Se há uma coisa que Bruno Gascon deixou bem clara nestes seus primeiros anos como argumentista e cineasta, é o compromisso firme com uma questão muito atual: o tráfico de seres humanos na Europa. Os seus filmes funcionam como um dardo afiado que visa não só a inoperância institucional e a corrupção, mas também para alertar o espetador através de uma violência nua e crua.
Se, em “Boy” (curta-metragem) de 2014, testemunhámos a privação da liberdade de um homem e em “Carga”, o seu primeiro filme, o interior de uma organização criminosa implacável através do olhar traumático de uma jovem imigrante; “Sombra” é o olhar de uma mãe, a protagonista da história, desnorteada pelo desaparecimento do filho.
Mas, entre um filme e o outro, Gascon não só muda o cenário – da gruta do carrasco para a casa da vítima – como também aperfeiçoa os critérios quando se trata da utilização de recursos visuais. Se no primeiro optou pelo explícito e enfático, no segundo adquire o poder do perturbador através da imagem ausente. Como se, para além de mudar a ótica e o espaço, a insistência no tema lhe permitisse mergulhar na intriga e nas suas atmosferas.
Para este filme, Gascon propõe um título que – tal como o de “Carga” – bifurca. Por um lado, tem a ver com a memória sombria e dolorosa que uma mãe tem do seu filho raptado. Por outro lado, é uma palavra que esconde outras imagens. É a porta de entrada para o oculto.
Por ser arrepiante, este é o grande valor diferencial do filme. Embora parta de uma fórmula muito semelhante à anterior, a meio caminho entre drama e thriller sobrecarregados, “Sombra” acaba por se revelar como um pesadelo claustrofóbico. É mais virtuoso quando nos deixa desconfortáveis com o que não vemos, do que quando está sobrecarregado de melodrama e se torna enfático com a banda sonora de Filipe Goulart e Milton Nuñez (um excesso do qual “Carga” já tinha pecado).
No entanto, o que realmente prevalece é a capacidade do filme, arranhada pelo lado mais cruel da condição humana. Para a obra, Gascon utiliza novamente a verdade como ponto de partida. O enredo incide numa série de casos e testemunhos reais, que inspiraram a conceção do argumento. Por conseguinte, o caso verídico mais flagrante é o desaparecimento de Rui Pedro Teixeira Mendonça em 1998, visto pela última vez em Lousada aos 11 anos de idade, o protagonista invisível de um julgamento que se arrastou por mais de 20 anos e que foi declarado legalmente morto em 2019.
Perante este cenário, Gascon entrega-se a um exercício de empatia extrema pela dor da mãe.
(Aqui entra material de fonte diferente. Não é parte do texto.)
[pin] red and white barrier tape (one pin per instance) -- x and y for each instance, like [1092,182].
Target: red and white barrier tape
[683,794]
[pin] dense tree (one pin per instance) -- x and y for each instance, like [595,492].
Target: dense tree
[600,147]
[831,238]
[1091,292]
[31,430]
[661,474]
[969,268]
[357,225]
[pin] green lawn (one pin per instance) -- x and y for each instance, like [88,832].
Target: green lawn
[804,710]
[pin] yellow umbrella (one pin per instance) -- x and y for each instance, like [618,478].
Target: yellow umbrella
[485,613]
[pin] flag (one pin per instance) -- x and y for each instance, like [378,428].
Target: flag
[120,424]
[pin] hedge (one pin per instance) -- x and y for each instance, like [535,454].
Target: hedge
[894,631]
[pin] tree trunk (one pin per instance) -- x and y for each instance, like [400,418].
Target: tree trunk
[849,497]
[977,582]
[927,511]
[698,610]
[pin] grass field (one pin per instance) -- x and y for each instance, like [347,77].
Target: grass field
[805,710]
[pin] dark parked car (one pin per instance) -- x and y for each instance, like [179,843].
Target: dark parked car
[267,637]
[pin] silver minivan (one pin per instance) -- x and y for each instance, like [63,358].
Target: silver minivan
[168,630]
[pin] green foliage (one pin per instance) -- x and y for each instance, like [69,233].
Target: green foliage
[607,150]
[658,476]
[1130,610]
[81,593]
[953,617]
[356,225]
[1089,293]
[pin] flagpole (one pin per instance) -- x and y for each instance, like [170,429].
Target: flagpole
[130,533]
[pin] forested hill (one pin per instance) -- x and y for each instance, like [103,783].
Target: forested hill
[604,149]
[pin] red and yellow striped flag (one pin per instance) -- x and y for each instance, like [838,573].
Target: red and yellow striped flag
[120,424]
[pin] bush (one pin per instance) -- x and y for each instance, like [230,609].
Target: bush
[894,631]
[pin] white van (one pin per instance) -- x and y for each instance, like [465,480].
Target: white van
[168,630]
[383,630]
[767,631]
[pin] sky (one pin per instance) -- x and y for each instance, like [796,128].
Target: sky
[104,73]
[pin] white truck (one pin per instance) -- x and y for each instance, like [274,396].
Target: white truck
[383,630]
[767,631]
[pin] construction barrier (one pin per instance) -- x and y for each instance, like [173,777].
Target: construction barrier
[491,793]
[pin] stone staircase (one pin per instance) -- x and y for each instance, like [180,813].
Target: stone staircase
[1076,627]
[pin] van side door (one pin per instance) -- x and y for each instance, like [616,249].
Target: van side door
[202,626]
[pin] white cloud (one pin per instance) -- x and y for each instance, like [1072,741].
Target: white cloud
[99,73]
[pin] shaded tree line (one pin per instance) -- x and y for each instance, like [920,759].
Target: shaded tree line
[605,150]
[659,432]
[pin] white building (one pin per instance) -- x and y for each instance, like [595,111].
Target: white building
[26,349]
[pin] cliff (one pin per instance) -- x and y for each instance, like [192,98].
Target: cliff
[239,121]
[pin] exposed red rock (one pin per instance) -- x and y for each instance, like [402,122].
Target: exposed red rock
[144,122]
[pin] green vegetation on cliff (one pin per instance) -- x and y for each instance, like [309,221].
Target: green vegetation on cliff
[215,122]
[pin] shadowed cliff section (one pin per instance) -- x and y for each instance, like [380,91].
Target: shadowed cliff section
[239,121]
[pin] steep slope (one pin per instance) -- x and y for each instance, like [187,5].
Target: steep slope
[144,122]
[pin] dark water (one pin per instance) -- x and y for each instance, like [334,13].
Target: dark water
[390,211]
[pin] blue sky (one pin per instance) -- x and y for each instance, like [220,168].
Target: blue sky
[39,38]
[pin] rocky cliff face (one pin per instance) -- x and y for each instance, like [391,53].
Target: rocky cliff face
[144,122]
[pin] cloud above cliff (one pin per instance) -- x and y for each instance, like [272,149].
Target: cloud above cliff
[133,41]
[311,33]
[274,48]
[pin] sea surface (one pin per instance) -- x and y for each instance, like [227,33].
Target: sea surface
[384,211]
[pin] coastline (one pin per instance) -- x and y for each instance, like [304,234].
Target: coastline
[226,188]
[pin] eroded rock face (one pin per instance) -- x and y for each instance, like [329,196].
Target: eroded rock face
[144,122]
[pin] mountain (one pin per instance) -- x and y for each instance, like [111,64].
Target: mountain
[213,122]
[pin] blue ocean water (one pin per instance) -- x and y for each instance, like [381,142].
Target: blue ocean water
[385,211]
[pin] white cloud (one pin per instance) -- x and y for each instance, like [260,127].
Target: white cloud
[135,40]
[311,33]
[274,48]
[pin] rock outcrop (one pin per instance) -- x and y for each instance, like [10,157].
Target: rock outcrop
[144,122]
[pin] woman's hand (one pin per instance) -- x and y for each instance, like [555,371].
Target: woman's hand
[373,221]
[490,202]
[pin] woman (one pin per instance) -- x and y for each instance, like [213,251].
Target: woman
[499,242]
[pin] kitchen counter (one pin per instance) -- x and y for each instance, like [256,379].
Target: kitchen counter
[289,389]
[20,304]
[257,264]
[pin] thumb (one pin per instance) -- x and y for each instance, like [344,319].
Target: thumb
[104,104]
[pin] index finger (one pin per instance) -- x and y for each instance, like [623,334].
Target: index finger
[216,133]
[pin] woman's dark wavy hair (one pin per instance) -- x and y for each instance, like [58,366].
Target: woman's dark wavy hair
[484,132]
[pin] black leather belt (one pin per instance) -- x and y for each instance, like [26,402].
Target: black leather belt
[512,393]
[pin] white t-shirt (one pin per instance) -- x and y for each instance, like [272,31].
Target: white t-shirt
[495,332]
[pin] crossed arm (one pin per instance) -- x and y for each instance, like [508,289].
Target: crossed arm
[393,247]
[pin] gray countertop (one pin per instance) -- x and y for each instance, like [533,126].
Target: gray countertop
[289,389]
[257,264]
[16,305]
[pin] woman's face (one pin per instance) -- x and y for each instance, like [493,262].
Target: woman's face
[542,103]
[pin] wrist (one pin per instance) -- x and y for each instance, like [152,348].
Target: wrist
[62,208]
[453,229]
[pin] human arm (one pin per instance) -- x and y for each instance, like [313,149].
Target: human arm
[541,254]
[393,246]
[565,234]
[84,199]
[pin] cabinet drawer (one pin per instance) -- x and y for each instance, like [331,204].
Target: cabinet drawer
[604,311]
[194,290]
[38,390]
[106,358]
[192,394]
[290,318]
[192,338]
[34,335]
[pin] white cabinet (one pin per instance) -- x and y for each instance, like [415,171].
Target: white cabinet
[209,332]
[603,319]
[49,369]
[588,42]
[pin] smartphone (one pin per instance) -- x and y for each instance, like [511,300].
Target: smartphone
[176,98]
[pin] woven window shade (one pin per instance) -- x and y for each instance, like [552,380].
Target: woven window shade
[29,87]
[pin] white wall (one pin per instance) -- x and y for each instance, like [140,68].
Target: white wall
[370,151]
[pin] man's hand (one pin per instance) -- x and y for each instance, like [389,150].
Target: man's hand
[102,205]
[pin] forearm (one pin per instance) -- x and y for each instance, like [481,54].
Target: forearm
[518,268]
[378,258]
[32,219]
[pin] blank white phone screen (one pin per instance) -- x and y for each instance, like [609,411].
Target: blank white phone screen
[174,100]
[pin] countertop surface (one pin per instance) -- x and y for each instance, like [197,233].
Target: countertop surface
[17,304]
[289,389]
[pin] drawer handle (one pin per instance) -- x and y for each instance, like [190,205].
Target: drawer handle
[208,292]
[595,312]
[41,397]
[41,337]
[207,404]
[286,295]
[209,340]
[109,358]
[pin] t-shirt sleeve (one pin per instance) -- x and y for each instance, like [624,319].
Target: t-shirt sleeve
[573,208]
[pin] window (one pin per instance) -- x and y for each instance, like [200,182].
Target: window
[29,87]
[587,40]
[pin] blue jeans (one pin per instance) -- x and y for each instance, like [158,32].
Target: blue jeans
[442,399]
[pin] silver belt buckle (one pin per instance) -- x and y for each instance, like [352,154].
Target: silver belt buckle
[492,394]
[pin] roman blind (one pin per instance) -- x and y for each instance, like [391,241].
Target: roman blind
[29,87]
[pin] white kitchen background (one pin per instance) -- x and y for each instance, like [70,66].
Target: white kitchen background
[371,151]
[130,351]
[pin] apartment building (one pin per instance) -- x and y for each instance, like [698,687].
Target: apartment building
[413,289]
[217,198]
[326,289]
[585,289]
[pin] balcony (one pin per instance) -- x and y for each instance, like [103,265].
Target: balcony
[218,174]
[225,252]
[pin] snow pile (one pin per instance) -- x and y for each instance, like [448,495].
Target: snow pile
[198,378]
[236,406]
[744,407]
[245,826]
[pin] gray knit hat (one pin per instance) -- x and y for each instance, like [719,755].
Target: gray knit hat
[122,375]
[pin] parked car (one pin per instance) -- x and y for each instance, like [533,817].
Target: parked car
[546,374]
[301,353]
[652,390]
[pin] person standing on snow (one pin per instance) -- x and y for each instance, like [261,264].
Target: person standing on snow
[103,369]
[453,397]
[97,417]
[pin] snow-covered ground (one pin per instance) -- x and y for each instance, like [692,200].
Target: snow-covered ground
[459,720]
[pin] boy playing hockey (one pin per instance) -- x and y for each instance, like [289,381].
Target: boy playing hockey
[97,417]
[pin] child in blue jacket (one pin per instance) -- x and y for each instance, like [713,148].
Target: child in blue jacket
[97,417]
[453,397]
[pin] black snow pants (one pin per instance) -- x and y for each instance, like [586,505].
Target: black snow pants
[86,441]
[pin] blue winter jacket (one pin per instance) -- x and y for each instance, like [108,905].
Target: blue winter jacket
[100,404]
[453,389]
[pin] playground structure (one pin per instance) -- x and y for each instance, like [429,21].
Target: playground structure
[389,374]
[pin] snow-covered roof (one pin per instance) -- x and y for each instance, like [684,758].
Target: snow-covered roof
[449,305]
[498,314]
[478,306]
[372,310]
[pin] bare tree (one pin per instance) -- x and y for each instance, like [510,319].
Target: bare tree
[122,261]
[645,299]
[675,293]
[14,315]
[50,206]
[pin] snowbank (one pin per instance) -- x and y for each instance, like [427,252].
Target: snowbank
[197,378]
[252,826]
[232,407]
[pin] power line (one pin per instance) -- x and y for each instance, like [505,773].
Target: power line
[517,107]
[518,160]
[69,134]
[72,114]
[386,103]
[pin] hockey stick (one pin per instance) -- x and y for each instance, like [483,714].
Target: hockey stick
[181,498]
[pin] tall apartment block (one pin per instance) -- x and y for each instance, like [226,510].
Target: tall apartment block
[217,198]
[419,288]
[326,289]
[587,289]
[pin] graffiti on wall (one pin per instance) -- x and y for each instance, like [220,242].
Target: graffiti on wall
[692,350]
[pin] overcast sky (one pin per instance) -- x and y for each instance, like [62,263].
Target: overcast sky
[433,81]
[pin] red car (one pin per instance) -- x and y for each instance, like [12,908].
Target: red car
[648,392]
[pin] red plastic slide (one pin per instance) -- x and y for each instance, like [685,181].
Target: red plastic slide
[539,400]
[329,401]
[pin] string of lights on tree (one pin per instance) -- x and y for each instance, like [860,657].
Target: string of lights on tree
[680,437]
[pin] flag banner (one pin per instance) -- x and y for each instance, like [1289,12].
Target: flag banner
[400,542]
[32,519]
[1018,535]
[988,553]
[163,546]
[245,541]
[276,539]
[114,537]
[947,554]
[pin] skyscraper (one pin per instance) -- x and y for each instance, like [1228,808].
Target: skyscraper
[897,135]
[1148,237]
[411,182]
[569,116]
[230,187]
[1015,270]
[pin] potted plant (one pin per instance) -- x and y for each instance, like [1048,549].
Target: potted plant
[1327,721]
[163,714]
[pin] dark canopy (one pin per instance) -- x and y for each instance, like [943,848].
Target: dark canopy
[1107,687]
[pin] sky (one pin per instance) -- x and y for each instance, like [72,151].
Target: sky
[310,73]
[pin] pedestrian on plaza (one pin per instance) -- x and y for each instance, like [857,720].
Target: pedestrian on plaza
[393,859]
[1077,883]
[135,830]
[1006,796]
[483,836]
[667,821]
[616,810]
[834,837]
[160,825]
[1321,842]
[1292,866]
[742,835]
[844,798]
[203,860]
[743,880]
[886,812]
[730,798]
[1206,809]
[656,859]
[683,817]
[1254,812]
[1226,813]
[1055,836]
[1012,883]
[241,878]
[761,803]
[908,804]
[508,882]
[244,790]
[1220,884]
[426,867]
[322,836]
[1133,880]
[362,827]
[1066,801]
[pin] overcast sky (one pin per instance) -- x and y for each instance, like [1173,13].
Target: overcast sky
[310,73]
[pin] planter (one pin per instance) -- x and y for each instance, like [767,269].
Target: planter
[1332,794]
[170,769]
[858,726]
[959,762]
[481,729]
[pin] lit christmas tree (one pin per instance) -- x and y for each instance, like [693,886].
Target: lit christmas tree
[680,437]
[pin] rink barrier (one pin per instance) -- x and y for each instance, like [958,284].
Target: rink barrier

O realizador alcança este objetivo através do trabalho de precisão corporal que a atriz Ana Moreira imprime na personagem. Um recital da face decadente ao longo do tempo – que vai da angústia à raiva e do luto ao desespero – para refletir um processo de luto cansativo que parece nunca terminar. De facto, em vez de ser um filme concebido para dar esperança às famílias, parece ser uma proposta sobre a necessidade imperativa de ultrapassar traumas. Por vezes, aproxima-nos tão insistentemente da alma despedaçada de Isabel e da sua obsessão de décadas em reencontrar Pedro, que o desejo de virar a página se torna palpável.
A completar este mosaico cinzento de rostos em dor, surge o veterano Vítor Norte, que repete a parceria com Gascon. Desta vez, através de uma personagem que também respira vulnerabilidade, mas a partir de uma postura ética diferente daquela que desempenhou em “Carga”. Igualmente poderosa é a interpretação do pai de Pedro, retratado por Miguel Borges.
Porém, os olhares mais cativantes são dados pelo jovem Raimundo Cosme, no papel do único suspeito por detrás do alegado rapto de Pedro. A capacidade de Gascon, através do grande plano e do silêncio que impregna nesta personagem, de estimular uma necessidade terrível de resposta ao público, dá-lhe crédito mais do que suficiente para trabalhar em thrillers.
O cineasta adere ao tom melancólico e solene até ao último minuto e dá flashes de puro terror. Tão sugestivo na sua angústia como insistente na forma. Um filme em que a vítima é um compromisso e a ficção é um instrumento de denúncia. E sim, é claro. Há filmes sobre raptos que são muito mais complexos e multifacetados do que este. Mas, depois de se ver “Sombra”, considero que o choro de um bebé nunca mais será o mesmo.